Updated March 26, 2006
by: Annette M. Hall

System Failed the Gravelle Family

Dear Annette,

Thank you for supporting the Gravelles. You seem to understand the situation a lot better than many people. This is an editorial that my husband and I (who know the Gravelles well) wrote and sent to the editorial section of a number of area newspapers.

The removal of the Gravelle children and then permanently severing all parental rights six months later is the equivalent of a dragonian nightmare. The words child abuse and sexual molestation are used any time the government wants to cast suspicion, discredit and vilify a person. The nature of these charges causes most people to quietly give up the God-given rights to parent their children as they see fit, even when the charges are false.

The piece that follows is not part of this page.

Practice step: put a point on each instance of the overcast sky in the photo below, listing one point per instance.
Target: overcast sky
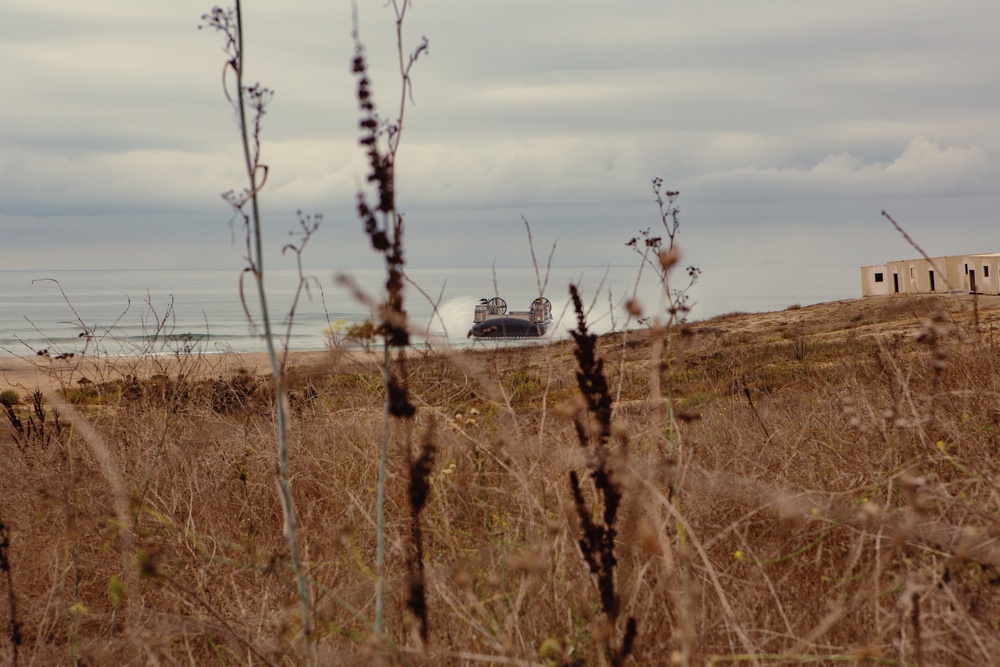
(787, 126)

This case has become a world-wide issue, not only because it involves children, but also, because the Gravelles are fighting to get their children back in spite of the besmirching of their character. There is another side of this story that has been suppressd by Huron County. The system didn't just fail the children, it also failed these parents who were trying to provide a family for children no one wanted. These children need to be returned to the Gravelle home before the emotional damage from the foster care system totally destroys them.

I was also told by a person living in Russia that one of the reasons this case is being watched with interest is because Americans are known because they always want to be helping someone but, they didn't help this family.

Gravelle Family Friends

Gravelle Family Thanks You!


The Gravelles want to thank everyone who has supported them by praying for them and sending them money. The Huron County judge has granted permanent custody to the county, but now the Gravelles can appeal their case out of the county (and away from the "home-cooking" of Huron County) to a three judge panel in the Sixth Circuit in Toledo. The cost of an appeal will be astronomical, but if the Gravelles don't stand up and fight it will be disastrous for the families of America. It's not an easy thing to do.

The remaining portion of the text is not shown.